The tide of scandal from inside the Trump administration is continuing to build as the president and his allies struggle — and fail — to avoid accountability for their actions. The president has sought to escape the Russia scandal, for instance, only to have it crash down upon his administration, with Special Counsel Robert Mueller so far having brought charges against four former associates of the president.
There’s now a new report about yet another scandal building inside the White House. Evidently, the fact that neither the president nor some of his closest allies had any experience with public service upon assuming their present positions isn’t paying off, since they keep running afoul of ethics laws.

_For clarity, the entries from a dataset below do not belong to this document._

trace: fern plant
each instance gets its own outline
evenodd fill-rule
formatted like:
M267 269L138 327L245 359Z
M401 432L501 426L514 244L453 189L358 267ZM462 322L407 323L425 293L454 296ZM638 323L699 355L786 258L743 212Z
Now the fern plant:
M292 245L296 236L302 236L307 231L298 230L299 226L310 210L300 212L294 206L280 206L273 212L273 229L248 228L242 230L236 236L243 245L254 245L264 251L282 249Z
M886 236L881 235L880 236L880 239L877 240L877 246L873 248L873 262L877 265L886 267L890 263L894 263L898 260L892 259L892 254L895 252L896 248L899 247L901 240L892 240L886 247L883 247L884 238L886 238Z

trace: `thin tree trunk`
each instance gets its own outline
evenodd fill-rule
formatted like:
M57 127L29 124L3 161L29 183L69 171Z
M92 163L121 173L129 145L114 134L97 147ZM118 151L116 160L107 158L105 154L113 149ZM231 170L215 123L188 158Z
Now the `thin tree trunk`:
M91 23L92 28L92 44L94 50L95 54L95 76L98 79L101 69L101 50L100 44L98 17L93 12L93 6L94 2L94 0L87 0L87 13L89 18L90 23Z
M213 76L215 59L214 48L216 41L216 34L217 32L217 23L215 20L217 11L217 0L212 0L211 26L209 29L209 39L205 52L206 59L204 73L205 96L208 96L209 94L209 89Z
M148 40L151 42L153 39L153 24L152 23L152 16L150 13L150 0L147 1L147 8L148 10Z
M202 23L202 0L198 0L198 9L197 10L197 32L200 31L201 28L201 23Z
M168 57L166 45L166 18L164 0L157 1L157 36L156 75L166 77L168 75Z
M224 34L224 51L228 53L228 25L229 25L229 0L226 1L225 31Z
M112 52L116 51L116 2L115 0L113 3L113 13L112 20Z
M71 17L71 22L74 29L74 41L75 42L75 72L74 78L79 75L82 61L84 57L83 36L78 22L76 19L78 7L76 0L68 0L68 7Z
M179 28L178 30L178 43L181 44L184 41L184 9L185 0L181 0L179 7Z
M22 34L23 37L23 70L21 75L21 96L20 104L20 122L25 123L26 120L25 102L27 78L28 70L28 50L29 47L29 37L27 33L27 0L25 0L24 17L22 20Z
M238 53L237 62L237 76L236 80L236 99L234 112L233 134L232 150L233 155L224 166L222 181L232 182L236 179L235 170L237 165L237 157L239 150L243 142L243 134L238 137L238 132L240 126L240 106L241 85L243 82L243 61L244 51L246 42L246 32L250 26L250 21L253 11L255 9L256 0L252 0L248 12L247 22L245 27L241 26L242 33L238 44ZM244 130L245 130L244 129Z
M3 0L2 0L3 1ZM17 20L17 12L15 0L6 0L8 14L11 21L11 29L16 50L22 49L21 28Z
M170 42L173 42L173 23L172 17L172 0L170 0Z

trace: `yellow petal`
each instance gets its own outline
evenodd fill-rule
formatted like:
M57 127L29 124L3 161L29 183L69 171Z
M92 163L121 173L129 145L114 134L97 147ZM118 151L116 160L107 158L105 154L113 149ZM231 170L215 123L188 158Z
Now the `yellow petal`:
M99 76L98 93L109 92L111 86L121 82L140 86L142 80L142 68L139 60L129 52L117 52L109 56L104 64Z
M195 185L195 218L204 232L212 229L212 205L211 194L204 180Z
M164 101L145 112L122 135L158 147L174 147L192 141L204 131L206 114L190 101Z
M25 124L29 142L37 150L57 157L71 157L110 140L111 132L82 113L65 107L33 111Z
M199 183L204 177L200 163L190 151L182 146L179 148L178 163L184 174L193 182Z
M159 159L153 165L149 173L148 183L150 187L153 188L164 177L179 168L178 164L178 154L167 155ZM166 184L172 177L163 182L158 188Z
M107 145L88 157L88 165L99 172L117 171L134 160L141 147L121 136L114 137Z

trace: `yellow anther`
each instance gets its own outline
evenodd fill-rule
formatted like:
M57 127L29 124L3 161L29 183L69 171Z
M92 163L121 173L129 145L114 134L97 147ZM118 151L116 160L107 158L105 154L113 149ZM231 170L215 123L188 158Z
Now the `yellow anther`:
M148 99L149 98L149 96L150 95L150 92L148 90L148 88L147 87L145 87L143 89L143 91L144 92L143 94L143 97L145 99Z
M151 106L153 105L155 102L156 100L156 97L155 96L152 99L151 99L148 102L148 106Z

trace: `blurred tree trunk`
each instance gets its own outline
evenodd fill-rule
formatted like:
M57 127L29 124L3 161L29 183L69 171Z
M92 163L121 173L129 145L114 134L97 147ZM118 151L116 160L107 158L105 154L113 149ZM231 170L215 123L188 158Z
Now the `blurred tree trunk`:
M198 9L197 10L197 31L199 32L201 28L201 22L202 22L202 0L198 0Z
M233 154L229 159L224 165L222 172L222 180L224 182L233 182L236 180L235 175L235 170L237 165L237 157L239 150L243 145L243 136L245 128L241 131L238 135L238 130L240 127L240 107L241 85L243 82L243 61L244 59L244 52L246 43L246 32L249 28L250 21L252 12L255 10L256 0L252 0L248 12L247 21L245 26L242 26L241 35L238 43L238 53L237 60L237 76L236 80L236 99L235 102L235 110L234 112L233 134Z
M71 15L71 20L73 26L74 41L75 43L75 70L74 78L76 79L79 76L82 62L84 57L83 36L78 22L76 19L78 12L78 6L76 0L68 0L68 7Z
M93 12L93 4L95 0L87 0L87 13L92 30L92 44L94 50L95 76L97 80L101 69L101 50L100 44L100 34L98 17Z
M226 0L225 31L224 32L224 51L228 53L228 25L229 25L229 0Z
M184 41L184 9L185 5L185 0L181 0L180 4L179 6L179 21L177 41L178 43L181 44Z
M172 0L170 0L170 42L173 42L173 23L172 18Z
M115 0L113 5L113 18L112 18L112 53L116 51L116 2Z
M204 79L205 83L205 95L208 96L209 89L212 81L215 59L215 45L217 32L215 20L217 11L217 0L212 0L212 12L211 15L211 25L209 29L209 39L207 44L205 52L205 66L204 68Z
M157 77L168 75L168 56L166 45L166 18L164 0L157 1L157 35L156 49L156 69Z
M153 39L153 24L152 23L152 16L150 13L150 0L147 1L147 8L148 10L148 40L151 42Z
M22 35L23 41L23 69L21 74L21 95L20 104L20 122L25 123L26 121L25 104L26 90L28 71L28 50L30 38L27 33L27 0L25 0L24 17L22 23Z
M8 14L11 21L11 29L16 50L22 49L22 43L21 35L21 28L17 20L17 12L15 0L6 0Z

It has come to light that the office of the White House counsel is looking into the question of whether or not meetings that Trump son-in-law and senior adviser Jared Kushner had with the heads of a pair of financial institutions violated government ethics laws.
Democratic U.S. Rep. Raja Krishnamoorthi was told as much by acting director of the Office of Government Ethics David Apol, whom Krishnamoorthi had pressed about the issue of the meetings in question.
‘I have discussed this matter with the White House Counsel’s Office in order to ensure that they have begun the process of ascertaining the facts necessary to determine whether any law or regulation has been violated and whether any additional procedures are necessary to avoid violations in the future. During that discussion, the White House informed me that they had already begun this process. I have asked the White House to inform me of the results of that process.’
The meetings that Apol is referring to as possibly having facilitated a law or regulation being violated both took place last year. Kushner, who has taken on an array of roles within the White House, met with Joshua Harris, who co-founded the private equity firm Apollo Global Management, last year. In November, Apollo lent $184 million to the Kushner family business, which Jared himself formerly led.
Kushner also met with Citigroup’s chief executive Michael Corbat last year, and the firm consequently lent Kushner Companies $325 million.
Corbat has claimed to have had no knowledge of his bank being in the process of closing a real estate loan to the Kushner family business when he met with the president’s son-in-law last year. He is apparently the one to have requested the meeting in the first place, having sought to discuss U.S. trade policy.
As for Apollo, the company has similarly claimed that Harris had nothing to do with the massive loan to the Kushner family business.
News of the White House counsel looking into the question of whether or not Kushner’s meeting comes at an already perilous time for the president’s son-in-law and the Trump administration as a whole.
Kushner recently lost his temporary security clearance in the midst of a reshuffling of the entire process by which security clearances are granted inside the White House. That loss means that the real estate owner turned political leader had his work cut out for him.
Hanging over the entire administration is a cloud similar to the one hanging over Kushner in particular — that of the Russia scandal. Although the House Intelligence Committee has winded down its inquiry, Special Counsel Mueller’s investigation is still proceeding full steam ahead.